Walking bumblebees see faster

Abstract

The behavioural state of animals has profound effects on neuronal information processing. Locomotion changes the response properties of visual interneurons in the insect brain, but it is still unknown if it also alters the response properties of photoreceptors. Photoreceptor responses become faster at higher temperatures. It has therefore been suggested that thermoregulation in insects could improve temporal resolution in vision, but direct evidence for this idea has so far been missing. Here, we compared electroretinograms from the compound eyes of tethered bumblebees that were either sitting or walking on an air-supported ball. We found that the visual processing speed strongly increased when the bumblebees were walking. By monitoring the eye temperature during recording, we saw that the increase in response speed was in synchrony with a rise in eye temperature. By artificially heating the head, we show that the walking-induced temperature increase of the visual system is sufficient to explain the rise in processing speed. We also show that walking accelerates the visual system to the equivalent of a 14-fold increase in light intensity. We conclude that the walking-induced rise in temperature accelerates the processing of visual information-an ideal strategy to process the increased information flow during locomotion.

Keywords: Bombus terrestris; Gaussian white noise; electroretinograms; photoreceptors; state dependency; temperature.

Figure 1.

Experimental set-up and ERGs of sitting and walking bumblebees stimulated with green light pulses. (a) Schematic illustration of the experimental set-up. The bumblebee was tethered and positioned on top of an air-supported ball. While presenting green light (530 nm) pulses, the ERG was recorded. An infrared lamp and a thermographic camera were used to control and measure the temperature. (b) Upper trace: single pulse of green light (50 ms duration at 1 Hz, pulse intensity: 2 × 10¹⁵ photons cm⁻² s⁻¹). Lower panel: ERG response curves of one example trace of an animal during walking (violet) or sitting (light blue: before walking, dark blue: after walking).
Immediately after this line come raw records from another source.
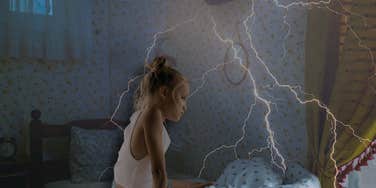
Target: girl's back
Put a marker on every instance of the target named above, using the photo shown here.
(129, 172)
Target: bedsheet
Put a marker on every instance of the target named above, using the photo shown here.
(258, 173)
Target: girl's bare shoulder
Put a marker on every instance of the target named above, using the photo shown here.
(152, 119)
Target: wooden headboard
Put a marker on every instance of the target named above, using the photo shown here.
(43, 171)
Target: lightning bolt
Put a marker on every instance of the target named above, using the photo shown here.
(270, 141)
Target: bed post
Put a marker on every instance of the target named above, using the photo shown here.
(36, 127)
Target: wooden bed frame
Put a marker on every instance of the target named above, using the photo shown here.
(42, 171)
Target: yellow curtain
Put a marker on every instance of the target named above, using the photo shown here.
(339, 72)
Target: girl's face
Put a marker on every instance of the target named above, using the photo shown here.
(176, 104)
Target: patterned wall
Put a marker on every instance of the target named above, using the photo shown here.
(122, 31)
(62, 90)
(217, 111)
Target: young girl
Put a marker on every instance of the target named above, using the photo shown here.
(141, 163)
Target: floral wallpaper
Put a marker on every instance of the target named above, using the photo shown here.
(62, 90)
(217, 112)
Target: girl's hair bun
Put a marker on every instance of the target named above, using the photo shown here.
(157, 64)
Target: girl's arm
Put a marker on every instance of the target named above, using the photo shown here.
(153, 139)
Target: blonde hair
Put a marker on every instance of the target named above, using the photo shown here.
(159, 74)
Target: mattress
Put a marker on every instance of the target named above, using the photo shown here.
(69, 184)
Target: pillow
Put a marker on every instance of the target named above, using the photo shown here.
(249, 173)
(93, 154)
(298, 177)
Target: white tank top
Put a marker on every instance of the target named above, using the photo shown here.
(132, 173)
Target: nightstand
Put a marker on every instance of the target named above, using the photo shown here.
(15, 173)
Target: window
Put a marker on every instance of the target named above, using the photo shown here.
(41, 7)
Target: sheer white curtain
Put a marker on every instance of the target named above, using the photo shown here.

The time difference between the onset of the light pulse and the crossing of the half-maximum amplitude gave the latency. (c) Boxplots of the latency at half-maximum of the ERG response during walking (violet) or sitting (light blue: before walking, dark blue: after walking) of 16 bumblebees. The latency at half-maximum was significantly shorter during walking than during sitting (p < 0.001, Wilcoxon test with Bonferroni correction), but no differences were seen when comparing before and after walking (p = 0.1359, Wilcoxon test with Bonferroni correction). Boxplots show median, interquartile range (IQR), whiskers with 1.5 x IQR and outliers greater than 1.5 x IQR.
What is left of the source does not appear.